2. Or the major trend could be ending.

This means that any movement beyond 2 standard deviations show an unlikely movement (less than 5% probability) and indicates that security is overbought or oversold and would tend to bounce back. The trend should be confirmed with other technical indicators and signs, such as prices closing back inside the linear regression channel to take positional buy or sell orders.

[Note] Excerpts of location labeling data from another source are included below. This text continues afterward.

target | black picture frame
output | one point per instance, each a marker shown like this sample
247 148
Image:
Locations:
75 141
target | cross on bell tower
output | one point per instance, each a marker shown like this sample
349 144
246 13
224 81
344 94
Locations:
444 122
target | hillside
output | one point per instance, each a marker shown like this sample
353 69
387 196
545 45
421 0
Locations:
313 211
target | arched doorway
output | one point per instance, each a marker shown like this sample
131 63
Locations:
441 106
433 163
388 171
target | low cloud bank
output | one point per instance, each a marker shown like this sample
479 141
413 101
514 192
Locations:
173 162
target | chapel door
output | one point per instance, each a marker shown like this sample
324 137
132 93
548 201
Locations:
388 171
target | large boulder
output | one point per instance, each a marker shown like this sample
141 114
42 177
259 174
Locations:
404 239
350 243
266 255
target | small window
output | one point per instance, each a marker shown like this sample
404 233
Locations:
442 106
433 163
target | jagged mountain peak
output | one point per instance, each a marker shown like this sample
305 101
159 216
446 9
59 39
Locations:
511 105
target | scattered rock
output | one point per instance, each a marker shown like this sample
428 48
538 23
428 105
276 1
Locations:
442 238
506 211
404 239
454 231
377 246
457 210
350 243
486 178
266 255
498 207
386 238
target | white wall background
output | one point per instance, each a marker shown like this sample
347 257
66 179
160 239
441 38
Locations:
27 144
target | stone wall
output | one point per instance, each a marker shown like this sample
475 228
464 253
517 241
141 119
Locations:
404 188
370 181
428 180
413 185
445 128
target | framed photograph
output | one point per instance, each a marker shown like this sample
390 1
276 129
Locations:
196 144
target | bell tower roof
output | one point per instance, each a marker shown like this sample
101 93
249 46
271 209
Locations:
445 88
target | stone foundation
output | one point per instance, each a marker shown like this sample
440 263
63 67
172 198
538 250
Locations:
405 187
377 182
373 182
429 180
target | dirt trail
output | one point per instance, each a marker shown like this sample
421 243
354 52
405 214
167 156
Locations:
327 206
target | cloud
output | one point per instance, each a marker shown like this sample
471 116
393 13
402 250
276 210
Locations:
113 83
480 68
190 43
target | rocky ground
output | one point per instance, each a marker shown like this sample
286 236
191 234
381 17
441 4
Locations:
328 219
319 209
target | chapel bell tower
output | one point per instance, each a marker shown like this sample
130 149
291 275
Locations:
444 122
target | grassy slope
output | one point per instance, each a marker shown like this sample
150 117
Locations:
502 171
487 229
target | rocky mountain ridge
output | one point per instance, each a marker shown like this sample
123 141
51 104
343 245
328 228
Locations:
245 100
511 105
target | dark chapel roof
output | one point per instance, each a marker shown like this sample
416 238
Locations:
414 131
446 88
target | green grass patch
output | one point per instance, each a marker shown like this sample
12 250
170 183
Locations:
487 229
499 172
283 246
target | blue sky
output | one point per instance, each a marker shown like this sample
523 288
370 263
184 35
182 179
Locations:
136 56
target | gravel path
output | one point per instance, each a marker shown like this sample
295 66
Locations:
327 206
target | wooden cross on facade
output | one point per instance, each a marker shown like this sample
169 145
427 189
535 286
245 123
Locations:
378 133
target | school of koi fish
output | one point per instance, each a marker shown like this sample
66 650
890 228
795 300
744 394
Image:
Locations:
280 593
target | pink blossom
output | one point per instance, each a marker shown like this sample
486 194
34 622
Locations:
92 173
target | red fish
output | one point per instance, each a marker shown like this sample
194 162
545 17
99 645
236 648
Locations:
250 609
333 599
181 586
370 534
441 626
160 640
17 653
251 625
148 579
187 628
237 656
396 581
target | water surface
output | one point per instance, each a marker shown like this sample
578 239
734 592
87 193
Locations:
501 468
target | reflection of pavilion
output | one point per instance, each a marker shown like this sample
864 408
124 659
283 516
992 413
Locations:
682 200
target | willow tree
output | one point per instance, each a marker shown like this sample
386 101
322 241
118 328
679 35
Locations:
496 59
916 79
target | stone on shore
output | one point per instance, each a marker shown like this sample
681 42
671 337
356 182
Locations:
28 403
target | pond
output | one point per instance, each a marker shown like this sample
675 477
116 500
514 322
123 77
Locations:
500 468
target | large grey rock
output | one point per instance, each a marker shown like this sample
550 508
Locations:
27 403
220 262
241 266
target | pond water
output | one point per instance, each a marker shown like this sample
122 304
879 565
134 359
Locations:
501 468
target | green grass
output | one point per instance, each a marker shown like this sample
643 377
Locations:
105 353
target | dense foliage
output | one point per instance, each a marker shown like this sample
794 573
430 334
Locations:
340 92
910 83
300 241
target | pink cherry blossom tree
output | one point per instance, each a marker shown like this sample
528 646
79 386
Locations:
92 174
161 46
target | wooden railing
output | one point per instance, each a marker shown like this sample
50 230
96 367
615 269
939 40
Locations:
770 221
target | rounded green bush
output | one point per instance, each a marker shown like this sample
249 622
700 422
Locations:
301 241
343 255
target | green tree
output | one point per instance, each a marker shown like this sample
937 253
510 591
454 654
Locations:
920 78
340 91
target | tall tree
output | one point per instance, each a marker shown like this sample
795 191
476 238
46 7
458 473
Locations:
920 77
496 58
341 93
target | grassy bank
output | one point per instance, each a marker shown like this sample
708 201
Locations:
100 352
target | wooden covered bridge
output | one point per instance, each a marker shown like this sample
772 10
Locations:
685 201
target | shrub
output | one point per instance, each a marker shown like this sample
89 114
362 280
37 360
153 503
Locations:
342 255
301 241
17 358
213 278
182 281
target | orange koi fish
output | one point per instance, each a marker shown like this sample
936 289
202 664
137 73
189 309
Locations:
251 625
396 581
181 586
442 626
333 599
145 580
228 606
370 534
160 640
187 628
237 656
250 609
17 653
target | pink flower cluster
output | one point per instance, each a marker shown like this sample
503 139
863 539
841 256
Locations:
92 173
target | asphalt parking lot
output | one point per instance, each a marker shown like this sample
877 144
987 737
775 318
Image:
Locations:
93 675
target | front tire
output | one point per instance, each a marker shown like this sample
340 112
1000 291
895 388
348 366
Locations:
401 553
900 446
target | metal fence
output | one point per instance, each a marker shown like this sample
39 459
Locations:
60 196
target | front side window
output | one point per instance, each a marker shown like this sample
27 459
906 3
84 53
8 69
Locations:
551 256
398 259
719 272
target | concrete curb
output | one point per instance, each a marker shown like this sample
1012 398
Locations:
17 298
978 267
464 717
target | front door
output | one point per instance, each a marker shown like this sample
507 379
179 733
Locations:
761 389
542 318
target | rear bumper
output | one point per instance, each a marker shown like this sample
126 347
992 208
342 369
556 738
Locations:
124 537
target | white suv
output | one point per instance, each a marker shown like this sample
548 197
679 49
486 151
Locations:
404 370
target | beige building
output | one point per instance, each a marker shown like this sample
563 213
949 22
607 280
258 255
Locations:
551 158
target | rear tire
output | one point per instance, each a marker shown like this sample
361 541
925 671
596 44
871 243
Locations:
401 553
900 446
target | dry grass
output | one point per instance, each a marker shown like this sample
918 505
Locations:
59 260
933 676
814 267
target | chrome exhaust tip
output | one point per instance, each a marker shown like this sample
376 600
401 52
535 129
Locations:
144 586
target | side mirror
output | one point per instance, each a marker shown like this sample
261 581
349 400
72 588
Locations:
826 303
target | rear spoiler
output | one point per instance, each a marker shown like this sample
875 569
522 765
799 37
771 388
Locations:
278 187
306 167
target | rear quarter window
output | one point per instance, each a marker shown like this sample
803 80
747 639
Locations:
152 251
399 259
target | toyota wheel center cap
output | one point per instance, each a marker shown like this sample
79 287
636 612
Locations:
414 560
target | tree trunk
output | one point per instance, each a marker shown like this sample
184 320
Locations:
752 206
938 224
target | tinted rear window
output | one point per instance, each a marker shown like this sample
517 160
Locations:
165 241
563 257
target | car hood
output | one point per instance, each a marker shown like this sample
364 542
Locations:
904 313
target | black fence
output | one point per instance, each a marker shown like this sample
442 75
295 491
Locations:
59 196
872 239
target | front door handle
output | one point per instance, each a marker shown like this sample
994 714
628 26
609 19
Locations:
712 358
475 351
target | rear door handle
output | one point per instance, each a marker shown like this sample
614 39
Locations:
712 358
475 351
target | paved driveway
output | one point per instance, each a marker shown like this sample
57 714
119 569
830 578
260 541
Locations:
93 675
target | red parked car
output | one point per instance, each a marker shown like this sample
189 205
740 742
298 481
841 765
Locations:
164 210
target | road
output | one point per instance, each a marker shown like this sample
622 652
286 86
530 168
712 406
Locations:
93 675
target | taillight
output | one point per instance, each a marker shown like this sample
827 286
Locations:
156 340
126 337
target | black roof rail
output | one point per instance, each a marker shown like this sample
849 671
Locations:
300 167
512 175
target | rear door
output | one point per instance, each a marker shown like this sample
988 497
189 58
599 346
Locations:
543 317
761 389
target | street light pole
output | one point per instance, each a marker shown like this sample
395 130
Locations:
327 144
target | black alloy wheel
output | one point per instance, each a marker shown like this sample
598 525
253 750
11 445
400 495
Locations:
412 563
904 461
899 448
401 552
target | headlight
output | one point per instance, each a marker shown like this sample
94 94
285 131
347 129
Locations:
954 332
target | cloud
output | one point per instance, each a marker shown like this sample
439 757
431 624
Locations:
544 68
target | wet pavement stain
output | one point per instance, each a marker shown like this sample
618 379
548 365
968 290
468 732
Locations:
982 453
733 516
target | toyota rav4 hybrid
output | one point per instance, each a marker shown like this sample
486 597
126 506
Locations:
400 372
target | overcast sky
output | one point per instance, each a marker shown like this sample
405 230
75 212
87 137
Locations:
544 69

When the price stubbornly remains closed outside the Linear Regression Channel for extended duration, this is often an advance signal of the earlier price trend ending and an important reversal is happening.

Advantages

This study is for identifying trends and the trend direction. In addition the standard deviation overlay provides traders an indication when positions are overbought or oversold relative to the long term trend. The LRF can be used as a substitute for moving average. However, there is no delay or lag in the LRF as it uses best fitting from data rather than average. Also, this is more responsive to price changes.

Disadvantages

This indicator should not be used when prices fluctuate widely around the trend line. The fit of the trend to the data is most likely not very reliable.